MBBS, MS-Gen Surg, FRCS (Glasgow),FRACS, MS-Breast Surg(USYD)
Breast, Oncoplastic & General Surgeon
Providing Care when It Matters Most
MBBS, MS-Gen Surg, FRCS (Glasgow)
FRACS, MS-Breast Surg(USYD)
Breast, Oncoplastic & General Surgeon
Providing Care when It Matters Most
Nipple discharge is the release of fluid from the nipple.
Nipple discharge is a very common breast symptom and in most cases is part of the normal function of the breast rather than being caused by a problem.
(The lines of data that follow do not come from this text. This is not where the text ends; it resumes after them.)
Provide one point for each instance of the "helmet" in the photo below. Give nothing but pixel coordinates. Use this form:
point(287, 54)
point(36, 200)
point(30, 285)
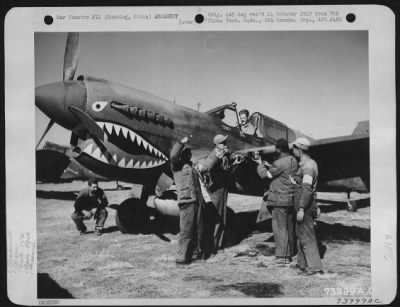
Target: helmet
point(302, 143)
point(219, 138)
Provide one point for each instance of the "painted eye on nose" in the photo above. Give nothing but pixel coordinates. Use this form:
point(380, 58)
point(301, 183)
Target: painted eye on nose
point(99, 105)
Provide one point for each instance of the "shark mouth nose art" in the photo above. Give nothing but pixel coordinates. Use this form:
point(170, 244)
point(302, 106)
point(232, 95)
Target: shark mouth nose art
point(126, 149)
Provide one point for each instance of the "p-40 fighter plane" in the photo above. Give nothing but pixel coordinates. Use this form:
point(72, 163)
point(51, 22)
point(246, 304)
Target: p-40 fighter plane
point(122, 133)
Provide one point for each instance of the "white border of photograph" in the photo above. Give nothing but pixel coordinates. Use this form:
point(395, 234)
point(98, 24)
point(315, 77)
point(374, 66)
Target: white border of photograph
point(22, 23)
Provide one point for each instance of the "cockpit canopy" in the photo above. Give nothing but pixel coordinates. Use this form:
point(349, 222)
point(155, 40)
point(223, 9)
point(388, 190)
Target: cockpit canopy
point(265, 127)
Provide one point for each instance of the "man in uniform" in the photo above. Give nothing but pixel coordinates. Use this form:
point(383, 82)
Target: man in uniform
point(216, 165)
point(87, 200)
point(280, 199)
point(308, 257)
point(189, 201)
point(245, 125)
Nipple discharge alone (without a lump or other nipple change) is a very uncommon symptom of breast cancer. There are normally 15–20 milk ducts opening onto each nipple. Discharge can come from one or a number of these ducts.
Nipple discharge may be:
Other questions which can be used to describe nipple discharge include:
Nipple discharge is very common. Fluid can be obtained from the nipples of approximately 50–70% of normal women when special techniques, massage, or devices such as breast pumps are used. This discharge of fluid from a normal breast is referred to as ‘physiological discharge’.
This discharge is usually yellow, milky, or green in appearance, it does not happen spontaneously, and it can often be seen to be coming from more than one duct. Physiological nipple discharge is no cause for concern.
Milky nipple discharge (either spontaneous or on expression) is also normal (physiological) during pregnancy and breastfeeding.
Spontaneous nipple discharge unrelated to pregnancy or breastfeeding is considered abnormal. In most cases, it has a non-cancerous (benign) cause. Spontaneous nipple discharge that is caused by disease (pathology) in the breast is more likely to be from one breast only (unilateral), confined to a single duct, and clear or blood-stained in appearance.
Nipple discharge that is associated with other symptoms such as a lump in the breast or ulceration or inversion of the nipple needs prompt investigation, even if it is not spontaneous or blood-stained.
There are many causes of abnormal nipple discharge.
Duct ectasia is a benign condition in which there is enlargement and inflammation of the ducts under the nipple. It usually occurs in women after menopause. The discharge caused by duct ectasia usually comes from both breasts and multiple ducts, and is yellow, green or brown.
In most cases, no treatment is required.
If the discharge is a nuisance, the ducts behind the nipple can be removed surgically.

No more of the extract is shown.